After the power up sequence is completed and the PVDD voltage is above V_{PVDD_UVLO2} threshold, the DRV8305 will indicate successful and fault free power up of all circuits by releasing the nFAULT pin. At this point the DRV8305 will enter its standby state and be ready to accept inputs from the external controller. The DRV8305 will remain in or re-enter its standby state anytime EN_GATE = LOW or a fault type error has occured. In this state the major gate driver blocks are disabled, but the passive gate pulldowns are still active to maintain the external MOSFETs in their high impedence state. It is recommended, but not required to perform all device configurations through SPI in the standby state.

7.4.3 Operating State

After reaching the standby state and then taking EN_GATE from LOW to HIGH, the DRV8305 will enter its operating state.
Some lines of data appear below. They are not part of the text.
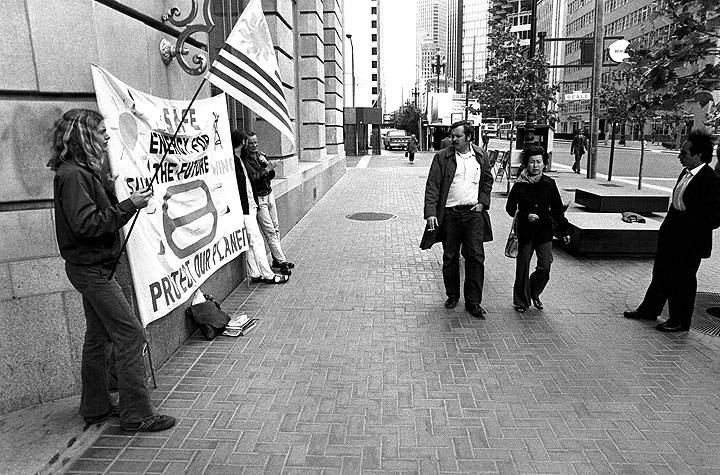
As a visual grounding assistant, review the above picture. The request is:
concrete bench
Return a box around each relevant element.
[565,212,661,257]
[575,188,670,214]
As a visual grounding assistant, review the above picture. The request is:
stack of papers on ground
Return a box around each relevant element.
[223,314,260,337]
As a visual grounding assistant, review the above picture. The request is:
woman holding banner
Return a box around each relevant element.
[48,109,175,432]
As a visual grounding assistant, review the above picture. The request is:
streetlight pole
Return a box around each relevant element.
[587,0,605,178]
[435,50,442,92]
[345,34,355,107]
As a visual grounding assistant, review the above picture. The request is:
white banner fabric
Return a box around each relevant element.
[92,66,248,326]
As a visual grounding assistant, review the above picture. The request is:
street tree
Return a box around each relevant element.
[470,21,558,137]
[613,46,667,190]
[631,0,720,116]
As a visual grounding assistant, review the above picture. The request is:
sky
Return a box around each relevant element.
[380,0,416,113]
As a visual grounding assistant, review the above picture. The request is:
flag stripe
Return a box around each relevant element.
[208,65,292,136]
[213,52,290,115]
[222,43,285,98]
[218,50,287,109]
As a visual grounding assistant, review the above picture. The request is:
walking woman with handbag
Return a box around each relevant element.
[505,146,570,313]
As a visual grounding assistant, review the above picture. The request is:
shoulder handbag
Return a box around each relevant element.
[505,211,518,259]
[185,294,230,340]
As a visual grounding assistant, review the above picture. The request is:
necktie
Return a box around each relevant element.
[673,170,693,211]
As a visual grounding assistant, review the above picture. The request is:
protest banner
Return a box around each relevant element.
[92,66,248,326]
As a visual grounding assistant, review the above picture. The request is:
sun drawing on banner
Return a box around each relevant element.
[240,10,274,67]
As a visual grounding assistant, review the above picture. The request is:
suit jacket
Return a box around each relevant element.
[657,166,720,258]
[423,145,494,247]
[505,174,568,243]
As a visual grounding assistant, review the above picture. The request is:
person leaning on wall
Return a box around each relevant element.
[48,109,175,432]
[240,132,295,275]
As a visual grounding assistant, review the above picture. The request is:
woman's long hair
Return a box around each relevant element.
[47,109,105,173]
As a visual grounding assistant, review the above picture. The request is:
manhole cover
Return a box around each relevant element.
[705,307,720,318]
[346,212,397,221]
[690,292,720,336]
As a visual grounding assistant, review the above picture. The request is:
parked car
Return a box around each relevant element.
[498,122,517,139]
[383,130,410,150]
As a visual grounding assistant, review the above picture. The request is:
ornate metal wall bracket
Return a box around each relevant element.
[160,0,215,76]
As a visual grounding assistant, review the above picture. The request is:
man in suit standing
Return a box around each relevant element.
[624,130,720,333]
[570,130,587,173]
[424,121,493,319]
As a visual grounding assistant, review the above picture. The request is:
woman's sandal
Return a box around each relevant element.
[120,414,175,432]
[262,274,290,284]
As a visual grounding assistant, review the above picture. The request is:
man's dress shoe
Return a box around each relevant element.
[465,303,486,320]
[623,310,657,320]
[655,320,690,333]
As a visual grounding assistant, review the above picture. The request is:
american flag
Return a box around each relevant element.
[205,0,295,143]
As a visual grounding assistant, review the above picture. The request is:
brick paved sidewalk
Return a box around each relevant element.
[63,166,720,474]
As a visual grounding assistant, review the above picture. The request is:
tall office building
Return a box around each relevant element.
[447,0,465,91]
[537,0,567,112]
[488,0,536,46]
[558,0,671,135]
[461,0,490,81]
[415,0,448,89]
[344,0,382,107]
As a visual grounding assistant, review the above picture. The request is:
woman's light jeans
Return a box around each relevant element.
[258,191,287,263]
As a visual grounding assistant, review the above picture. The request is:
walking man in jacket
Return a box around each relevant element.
[424,121,493,318]
[624,130,720,333]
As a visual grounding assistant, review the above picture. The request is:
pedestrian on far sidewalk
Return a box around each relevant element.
[440,133,452,150]
[48,109,175,432]
[241,132,295,275]
[230,130,289,284]
[624,130,720,333]
[505,145,570,313]
[407,134,417,163]
[424,121,493,319]
[570,130,587,173]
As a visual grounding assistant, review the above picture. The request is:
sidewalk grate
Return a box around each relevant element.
[345,212,397,221]
[690,292,720,336]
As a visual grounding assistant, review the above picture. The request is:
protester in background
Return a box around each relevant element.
[480,131,490,151]
[407,134,417,163]
[48,109,175,432]
[505,145,570,313]
[624,130,720,333]
[440,132,452,150]
[230,130,289,284]
[424,121,493,318]
[570,130,587,173]
[241,132,295,275]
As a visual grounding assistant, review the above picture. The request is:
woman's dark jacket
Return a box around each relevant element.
[241,149,275,201]
[53,161,136,266]
[505,175,568,244]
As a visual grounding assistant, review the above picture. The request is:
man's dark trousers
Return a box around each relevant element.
[637,242,700,328]
[442,206,485,305]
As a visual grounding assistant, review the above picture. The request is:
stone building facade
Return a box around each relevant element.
[0,0,345,414]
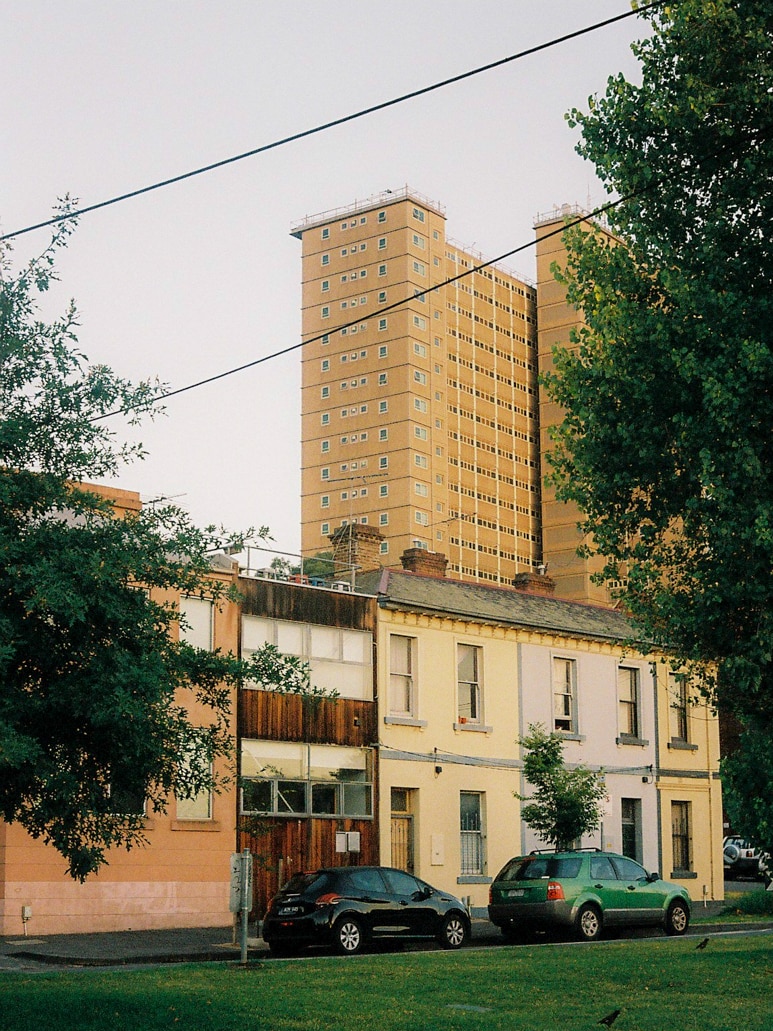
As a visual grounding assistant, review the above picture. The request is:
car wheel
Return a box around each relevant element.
[333,917,365,956]
[437,912,468,949]
[574,904,602,941]
[666,901,690,934]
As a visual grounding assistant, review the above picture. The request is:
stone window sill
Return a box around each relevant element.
[171,820,223,833]
[615,734,649,749]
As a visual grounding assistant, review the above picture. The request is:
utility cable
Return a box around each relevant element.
[0,0,666,243]
[91,191,630,423]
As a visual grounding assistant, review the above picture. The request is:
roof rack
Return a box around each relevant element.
[529,845,604,856]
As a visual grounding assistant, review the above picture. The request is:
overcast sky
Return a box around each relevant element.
[0,0,644,564]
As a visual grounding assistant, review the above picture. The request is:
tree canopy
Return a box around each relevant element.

The operating state enables the major gate driver and current shunt amplifier blocks for normal operation. 1 ms should be allowed after EN_GATE is taken HIGH to allow the charge pump supply for the high-side gate drivers to reach its steady state operating point. If at any point in its operating state a fault type error occurs, the DRV8305 will immedietely re-enter the standby state.

7.4.4 Sleep State

The sleep state can be entered by issuing a sleep command through the SLEEP bit in SPI register 0x9, bit D2 with the device in its standby state (EN_GATE = LOW). The device will not respond to a sleep command in its operating state. After the sleep command is received, the gate drivers and output regulator (VREG) will safely power down after a programmable delay set in the SPI register 0xB, bits D4-D3. The device can then only be enabled through the WAKE pin which is a high-voltage tolerant input pin. For the DRV8305 to be brough out of sleep, the WAKE pin must be at a voltage greater than 3 V. This allows the wake pin to be driven, for example, directly by the battery through a switch, through the inhibit pin (INH) on a standard LIN interface, or through standard digital logic. The WAKE pin will only react to a wake up command if PVDD > V_{PVDD_UVLO2}. After the DRV8305 is out of SLEEP mode, all activity on the WAKE pin is ignored. The sleep state erases all values in the SPI control registers and it is not recommended to write through SPI in the sleep state.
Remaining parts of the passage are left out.